As justinpombrio said (for certain types of focused meditation training) attentional blink was shown to decrease:
https://journals.plos.org/plosbiology/article?id=10.1371/journal.pbio.0050138
Another task is the psychomotor vigilance (PVT) task which has a long history in sleep deprivation research:
https://journals.plos.org/plosbiology/article?id=10.1371/journal.pbio.0050138
A simple technique to “objectively” measure focused attention style meditation progress is to use a hand tally counter. During a meditation session whenever you catch yourself mind wandering you simple click the counter. At first remembering to click is hard but after a week or two of daily practice it becomes second nature. For me after a while it became so second nature that I would sometimes have enough awareness to click to register the mind wandering but not enough awareness to actually return to the breath. An upgrade would be to hook up to some sort of arduino and timestamp each click looking for trends (e.g. does your mind quiet down earlier in a session as your cumulative practice time increases).
A step up is to track physiological data (e.g. heart rate variability) and EEG (e.g. using the MUSE)
https://www.ncbi.nlm.nih.gov/pmc/articles/PMC5838011/
OTOH it is likely you will experience changes to well-being before anything more quantifiable shows up:
https://www.ncbi.nlm.nih.gov/pmc/articles/PMC5464416/
When reading reports like this it’s worth to be specific about what’s meant with “meditation quality”. Meditating that long gets you into different states. Those states are helpful if the goal is to have spiritual experiences. They also make it more likely to have some negative effects.
My prediction (based on a bunch of informal theory) would be that those states are less valuable when your goal is to train attention and the style in which I train recommends to not go over 20 minutes for beginners who have trouble holding focus anyway.
Is this data available? I’d be interested to see it.
Ah, I may add that task as it seems relevant. Your link is going to the wrong place, though, what did you mean to link to?
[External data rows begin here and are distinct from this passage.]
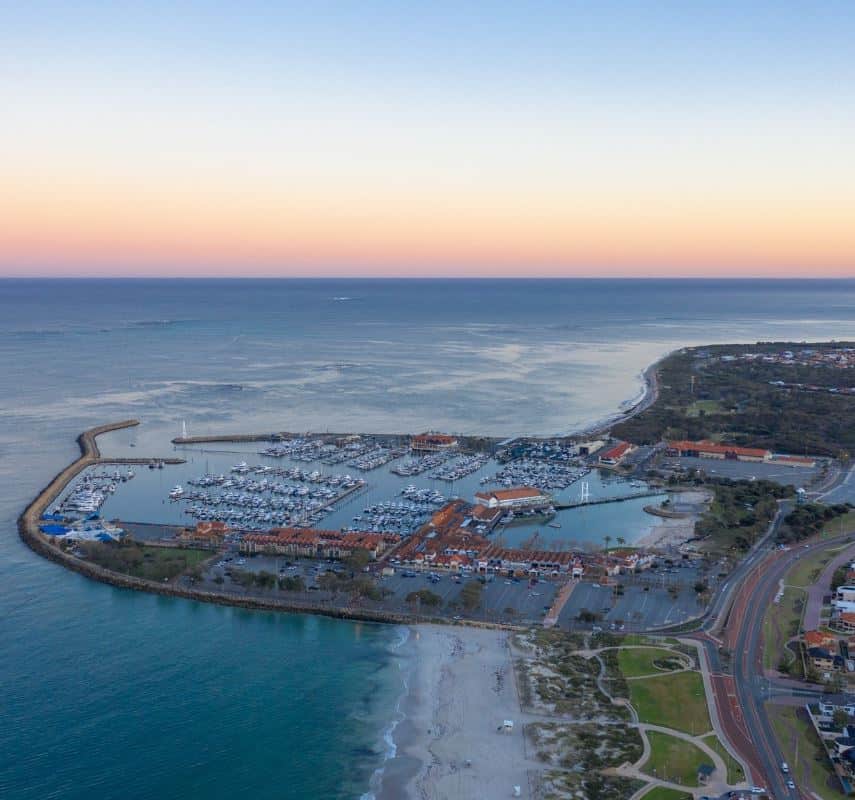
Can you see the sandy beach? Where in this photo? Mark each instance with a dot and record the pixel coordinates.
(449, 746)
(672, 532)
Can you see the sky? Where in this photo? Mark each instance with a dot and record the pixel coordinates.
(431, 139)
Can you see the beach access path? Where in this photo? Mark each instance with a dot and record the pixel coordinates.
(461, 692)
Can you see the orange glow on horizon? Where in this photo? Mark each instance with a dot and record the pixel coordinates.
(140, 229)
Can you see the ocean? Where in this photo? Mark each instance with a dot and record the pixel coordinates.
(106, 693)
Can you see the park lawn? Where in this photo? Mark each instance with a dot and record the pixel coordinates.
(794, 731)
(735, 773)
(845, 523)
(142, 561)
(780, 623)
(674, 701)
(806, 570)
(673, 759)
(636, 639)
(664, 793)
(636, 662)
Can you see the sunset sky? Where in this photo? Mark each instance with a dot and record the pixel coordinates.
(438, 138)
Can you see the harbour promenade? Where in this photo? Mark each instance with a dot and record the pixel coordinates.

I don’t know what to consider a mind wander. Sometimes there’s a big one, and I lose attention and awareness completely until I remember that I’m meditating, and that’s pretty clear. But sometimes there’s a little one, and I maybe lose attention for half a second but after that my attention returns and the thoughts continue “in the background”, and as far as I can tell my attention didn’t wander during a breath/footstep but it’s hard to tell. And sometimes there’s a potential sensory distraction that becomes a little more than that, and either it seems like I’m paying attention to both the distraction and my breath/feet at once, or it seems to jump to the distraction and back, but only briefly.
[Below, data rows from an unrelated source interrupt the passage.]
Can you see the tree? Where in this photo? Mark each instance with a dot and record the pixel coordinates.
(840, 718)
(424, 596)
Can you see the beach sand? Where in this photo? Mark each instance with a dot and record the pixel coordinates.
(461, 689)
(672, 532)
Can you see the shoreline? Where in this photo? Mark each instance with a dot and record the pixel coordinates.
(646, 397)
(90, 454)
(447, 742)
The issue is that I don’t see any clear dividing line between these different situations, and I don’t see a clear dividing line between attention and awareness. So I don’t know what to consider a mind wander. This isn’t a big deal when labeling, because it probably doesn’t matter how wide I cast my labeling net, but I wouldn’t know how to interpret the counter. Any advice?
Been there, done that :-).
I haven’t experienced this myself: subjectively the first 5 minutes seem strong, and everything after that seems messy. But I’ve seen this stated enough places (TMI, MCTB I think, you, other sources that I forget) that I trust it. Yes, I will continue with 1 hour sessions.
Yeah, this seems likely. I’m already noticing it chipping away slightly at my neuroses. They’re harder to maintain when you see them.